The tool can also write the JSON to a file:
bin/kafka-connect-source-offsets.sh --config=my-worker-config.properties --export --offsets-file=my-offsets.json |
and output only those partition-offset pairs for a named connector:
bin/kafka-connect-source-offsets.sh --config=my-worker-config.properties --export --offsets-file=my-offsets.json --connector-names=MyConnector |
Importing
The following parameters can be used with the tool's import mode:
Parameter | Required for "import" mode | Description |
---|---|---|
--config | yes | Specifies the path to the Connect worker configuration. The configuration is used to know how to access the offset storage and the converters used to serialize and deserialize the offset information. |
--import | yes | Specifies the import mode. May not be used with --export . |
--offsets-file | no | Specifies the path to the file where the partition-offset pairs will be written in JSON form |
--dry-run | no | Defaults to "false". When set to "true", the tool will write out the actions that would be performed but will not actually modify any persisted partition-offset pairs. |
Override or remove the source offset for one or more source partitions
A user can use the tool as mentioned above to obtain a copy of the partition-offset pairs.
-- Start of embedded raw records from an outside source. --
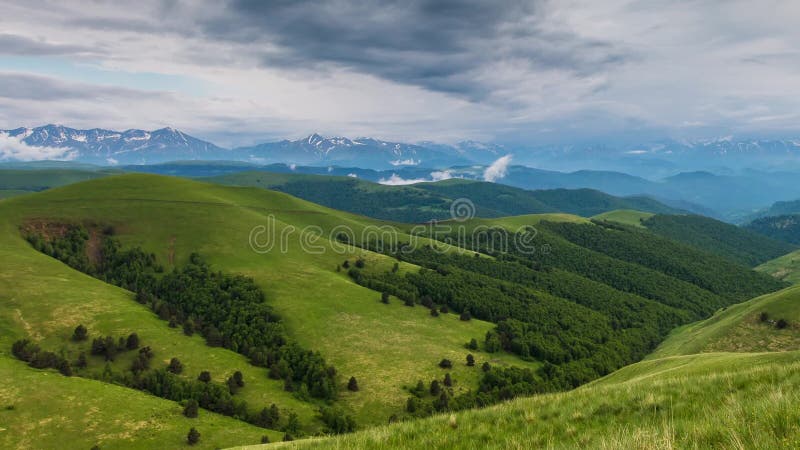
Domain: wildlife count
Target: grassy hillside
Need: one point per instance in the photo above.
(8, 193)
(599, 297)
(719, 400)
(784, 228)
(741, 328)
(786, 267)
(735, 243)
(625, 216)
(425, 201)
(44, 299)
(42, 409)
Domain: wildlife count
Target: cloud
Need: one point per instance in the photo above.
(497, 169)
(444, 46)
(516, 72)
(397, 180)
(11, 44)
(441, 175)
(13, 149)
(405, 162)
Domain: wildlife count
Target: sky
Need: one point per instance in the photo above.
(515, 72)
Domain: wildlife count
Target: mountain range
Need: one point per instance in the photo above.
(654, 159)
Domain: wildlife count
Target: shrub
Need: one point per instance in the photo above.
(175, 366)
(190, 410)
(193, 437)
(132, 343)
(80, 333)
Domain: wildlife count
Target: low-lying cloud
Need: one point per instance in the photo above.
(497, 169)
(397, 180)
(13, 149)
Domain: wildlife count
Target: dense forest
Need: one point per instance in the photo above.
(783, 228)
(227, 310)
(737, 244)
(601, 296)
(428, 201)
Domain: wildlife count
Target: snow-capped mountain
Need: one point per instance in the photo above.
(101, 146)
(362, 152)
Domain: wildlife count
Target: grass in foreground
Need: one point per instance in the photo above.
(625, 216)
(786, 267)
(385, 347)
(739, 328)
(42, 409)
(701, 401)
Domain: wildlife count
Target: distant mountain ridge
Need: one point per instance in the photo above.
(100, 146)
(652, 159)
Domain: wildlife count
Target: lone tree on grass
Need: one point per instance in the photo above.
(193, 437)
(132, 343)
(238, 378)
(80, 333)
(190, 410)
(435, 387)
(175, 366)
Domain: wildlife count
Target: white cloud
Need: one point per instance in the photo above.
(14, 149)
(397, 180)
(497, 169)
(405, 162)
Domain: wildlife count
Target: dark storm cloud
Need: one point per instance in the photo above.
(11, 44)
(445, 46)
(38, 88)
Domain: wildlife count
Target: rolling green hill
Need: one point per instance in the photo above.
(717, 400)
(784, 228)
(45, 300)
(592, 298)
(422, 202)
(734, 243)
(786, 267)
(742, 328)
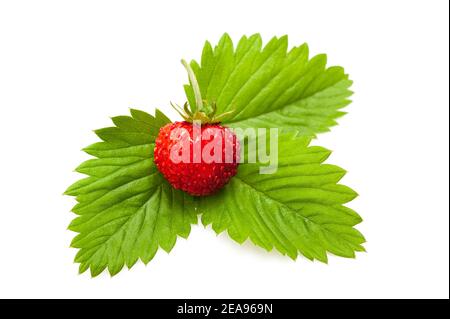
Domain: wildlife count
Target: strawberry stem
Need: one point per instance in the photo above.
(195, 87)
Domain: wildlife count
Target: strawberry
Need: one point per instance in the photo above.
(202, 176)
(198, 155)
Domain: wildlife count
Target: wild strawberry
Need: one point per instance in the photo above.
(197, 162)
(198, 156)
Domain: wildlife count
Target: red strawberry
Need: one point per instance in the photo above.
(197, 166)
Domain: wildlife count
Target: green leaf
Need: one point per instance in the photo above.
(298, 209)
(126, 209)
(271, 86)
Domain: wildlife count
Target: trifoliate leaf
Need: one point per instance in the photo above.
(298, 209)
(271, 86)
(126, 208)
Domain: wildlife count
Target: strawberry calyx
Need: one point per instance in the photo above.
(203, 111)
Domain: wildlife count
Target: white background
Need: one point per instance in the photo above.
(66, 66)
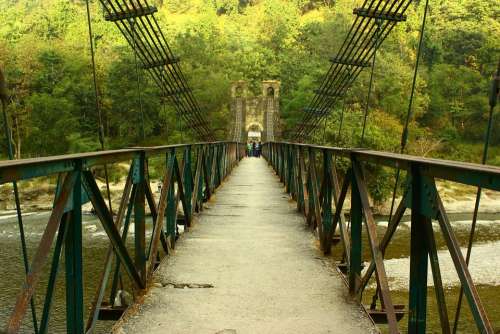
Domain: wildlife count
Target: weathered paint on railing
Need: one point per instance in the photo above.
(189, 180)
(296, 165)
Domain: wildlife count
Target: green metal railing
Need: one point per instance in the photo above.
(310, 176)
(191, 173)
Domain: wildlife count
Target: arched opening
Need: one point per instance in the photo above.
(270, 91)
(254, 132)
(239, 91)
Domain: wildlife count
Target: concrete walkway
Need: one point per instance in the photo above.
(248, 266)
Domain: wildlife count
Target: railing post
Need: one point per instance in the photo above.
(356, 229)
(188, 179)
(418, 258)
(327, 217)
(73, 259)
(140, 215)
(171, 209)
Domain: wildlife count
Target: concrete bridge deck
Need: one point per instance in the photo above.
(248, 265)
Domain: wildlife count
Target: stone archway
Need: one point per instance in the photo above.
(254, 131)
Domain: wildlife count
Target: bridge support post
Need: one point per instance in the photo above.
(188, 181)
(73, 259)
(356, 229)
(418, 258)
(140, 215)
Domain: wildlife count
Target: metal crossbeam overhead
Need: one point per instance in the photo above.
(374, 20)
(136, 21)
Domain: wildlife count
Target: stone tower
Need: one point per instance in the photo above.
(255, 118)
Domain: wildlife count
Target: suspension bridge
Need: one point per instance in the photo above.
(233, 244)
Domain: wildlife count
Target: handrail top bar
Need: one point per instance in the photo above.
(486, 176)
(98, 154)
(12, 170)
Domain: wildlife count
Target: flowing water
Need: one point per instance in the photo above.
(485, 269)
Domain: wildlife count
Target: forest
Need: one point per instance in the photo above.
(44, 51)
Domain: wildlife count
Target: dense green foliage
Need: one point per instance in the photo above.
(44, 50)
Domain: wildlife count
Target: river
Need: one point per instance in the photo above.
(484, 268)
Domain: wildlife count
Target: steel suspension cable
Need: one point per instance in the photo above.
(404, 135)
(169, 78)
(494, 95)
(360, 48)
(10, 152)
(138, 81)
(97, 104)
(367, 106)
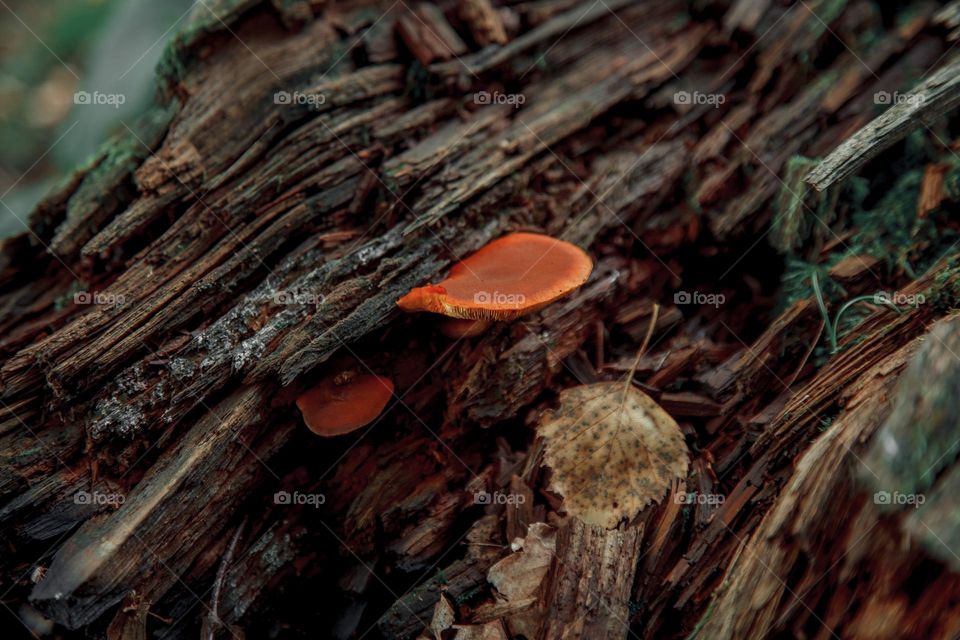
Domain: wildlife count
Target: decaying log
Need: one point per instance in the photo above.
(304, 165)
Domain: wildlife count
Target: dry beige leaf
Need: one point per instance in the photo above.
(612, 449)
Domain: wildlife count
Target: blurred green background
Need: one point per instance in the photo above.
(49, 51)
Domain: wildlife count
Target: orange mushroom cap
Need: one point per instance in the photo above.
(335, 407)
(457, 328)
(512, 276)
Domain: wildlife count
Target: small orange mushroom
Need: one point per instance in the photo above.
(344, 404)
(510, 277)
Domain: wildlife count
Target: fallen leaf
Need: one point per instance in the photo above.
(612, 450)
(517, 579)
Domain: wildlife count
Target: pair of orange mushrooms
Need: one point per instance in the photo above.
(509, 277)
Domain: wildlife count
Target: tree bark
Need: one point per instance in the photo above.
(306, 164)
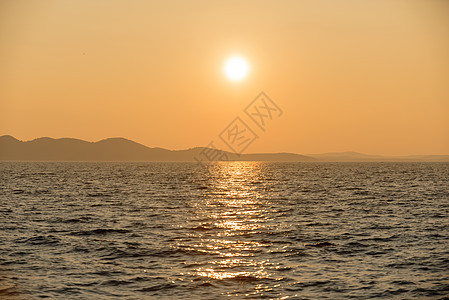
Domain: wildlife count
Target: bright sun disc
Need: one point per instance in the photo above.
(236, 68)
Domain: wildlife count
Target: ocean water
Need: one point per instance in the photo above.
(240, 229)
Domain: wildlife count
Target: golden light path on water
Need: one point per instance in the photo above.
(227, 218)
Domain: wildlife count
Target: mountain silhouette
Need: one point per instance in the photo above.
(116, 149)
(121, 149)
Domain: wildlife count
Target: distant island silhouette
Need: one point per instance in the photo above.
(121, 149)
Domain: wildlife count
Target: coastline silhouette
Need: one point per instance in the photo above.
(122, 149)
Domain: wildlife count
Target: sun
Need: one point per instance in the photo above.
(236, 68)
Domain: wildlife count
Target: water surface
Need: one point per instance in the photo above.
(242, 229)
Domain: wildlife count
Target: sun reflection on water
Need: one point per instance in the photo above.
(229, 220)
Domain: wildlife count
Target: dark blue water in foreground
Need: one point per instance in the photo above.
(247, 230)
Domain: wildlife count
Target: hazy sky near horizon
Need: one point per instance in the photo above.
(349, 75)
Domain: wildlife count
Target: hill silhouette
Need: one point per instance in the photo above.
(115, 149)
(121, 149)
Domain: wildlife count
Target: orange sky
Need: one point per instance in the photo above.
(366, 76)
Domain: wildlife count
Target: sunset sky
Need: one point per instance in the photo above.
(365, 76)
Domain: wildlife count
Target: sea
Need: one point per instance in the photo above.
(246, 230)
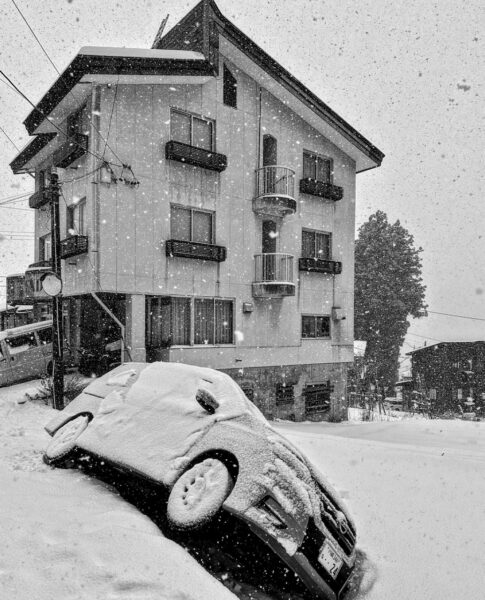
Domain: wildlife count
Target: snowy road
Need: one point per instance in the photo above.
(415, 489)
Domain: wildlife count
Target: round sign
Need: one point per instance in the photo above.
(51, 284)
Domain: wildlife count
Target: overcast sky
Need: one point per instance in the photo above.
(408, 75)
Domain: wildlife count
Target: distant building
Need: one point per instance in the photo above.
(208, 199)
(448, 373)
(18, 310)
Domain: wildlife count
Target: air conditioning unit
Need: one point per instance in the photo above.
(338, 313)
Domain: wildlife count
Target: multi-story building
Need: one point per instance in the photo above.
(208, 199)
(449, 374)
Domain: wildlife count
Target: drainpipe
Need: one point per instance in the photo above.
(116, 320)
(94, 241)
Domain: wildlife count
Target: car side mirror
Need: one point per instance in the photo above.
(207, 401)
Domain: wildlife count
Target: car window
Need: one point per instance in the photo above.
(21, 343)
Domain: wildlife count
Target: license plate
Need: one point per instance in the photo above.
(330, 559)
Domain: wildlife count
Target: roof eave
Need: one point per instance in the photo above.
(84, 64)
(237, 37)
(31, 149)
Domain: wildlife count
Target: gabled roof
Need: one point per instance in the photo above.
(199, 30)
(190, 49)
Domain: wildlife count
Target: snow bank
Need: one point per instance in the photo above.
(416, 490)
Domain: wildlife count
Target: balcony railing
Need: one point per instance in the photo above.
(33, 283)
(323, 189)
(195, 250)
(73, 148)
(74, 245)
(15, 290)
(192, 155)
(44, 264)
(40, 198)
(275, 191)
(273, 275)
(320, 265)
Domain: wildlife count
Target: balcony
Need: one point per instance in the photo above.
(15, 290)
(275, 191)
(273, 276)
(199, 157)
(320, 265)
(73, 148)
(323, 189)
(40, 198)
(33, 284)
(74, 245)
(195, 250)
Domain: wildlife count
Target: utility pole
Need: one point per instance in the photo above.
(57, 325)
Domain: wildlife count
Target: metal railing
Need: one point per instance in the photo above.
(274, 267)
(275, 181)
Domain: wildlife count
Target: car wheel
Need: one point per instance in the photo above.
(198, 494)
(64, 441)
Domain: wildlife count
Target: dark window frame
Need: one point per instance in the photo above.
(317, 397)
(187, 321)
(316, 233)
(313, 173)
(193, 210)
(229, 88)
(284, 394)
(315, 329)
(71, 210)
(42, 247)
(193, 116)
(215, 323)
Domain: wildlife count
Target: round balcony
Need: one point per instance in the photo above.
(273, 275)
(275, 191)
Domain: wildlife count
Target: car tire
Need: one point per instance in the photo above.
(199, 494)
(64, 440)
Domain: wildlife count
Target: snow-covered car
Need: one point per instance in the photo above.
(193, 430)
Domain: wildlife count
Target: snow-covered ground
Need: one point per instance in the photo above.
(416, 489)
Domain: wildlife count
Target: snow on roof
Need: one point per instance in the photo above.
(141, 53)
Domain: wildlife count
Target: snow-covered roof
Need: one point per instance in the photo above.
(141, 53)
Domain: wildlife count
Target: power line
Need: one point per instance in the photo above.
(59, 73)
(434, 312)
(51, 121)
(32, 32)
(9, 139)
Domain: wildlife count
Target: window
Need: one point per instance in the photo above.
(315, 326)
(42, 180)
(192, 130)
(21, 343)
(285, 394)
(75, 218)
(248, 389)
(213, 322)
(77, 122)
(169, 321)
(317, 167)
(45, 336)
(192, 225)
(316, 244)
(317, 397)
(229, 88)
(45, 247)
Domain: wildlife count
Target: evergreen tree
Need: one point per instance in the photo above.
(388, 289)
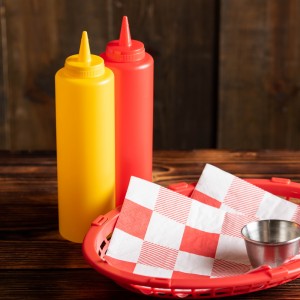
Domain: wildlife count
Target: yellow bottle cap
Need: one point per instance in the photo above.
(84, 64)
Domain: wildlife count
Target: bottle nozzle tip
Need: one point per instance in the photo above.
(125, 37)
(84, 50)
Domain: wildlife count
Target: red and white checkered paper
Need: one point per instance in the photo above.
(161, 233)
(227, 192)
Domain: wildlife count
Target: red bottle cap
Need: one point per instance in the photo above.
(125, 49)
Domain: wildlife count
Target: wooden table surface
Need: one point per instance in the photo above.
(36, 263)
The user can modify the JSON, and send the updated JSON to the tool to update the persisted partition-offset pairs that appear in the file. For example, the following will read the partition-offset pairs in the specified file and update only those partition-offset pairs:
bin/kafka-connect-source-offsets.sh --config=my-worker-config.properties --import --offsets-file=my-offsets.json |
Any persisted partition-offset pair that is not overwritten by this operation will be unmodified.
Note that in addition to modifying the persisted partition-offset pairs, the tool can also be used to remove partition offset pairs when the "offset" object in the JSON is null. For example, if the tool is used to read the following JSON representation of the partition-offset pairs, it will update the offsets for the partition with file "a" but will remove the offsets for the partition with file "b":
[{ |
Proposed Changes
Add the tool as described in the Public API section.
Compatibility, Deprecation, and Migration Plan
This proposal adds a new tool and changes no existing functionality.
Rejected Alternatives
One option considered was to have the tool parameters specify the group ID, broker bootstrap servers, topic name, and other connection information. However, this would only have worked for Connect's distributed mode, whereas the proposed approach will work for both Standalone and Distributed mode configurations.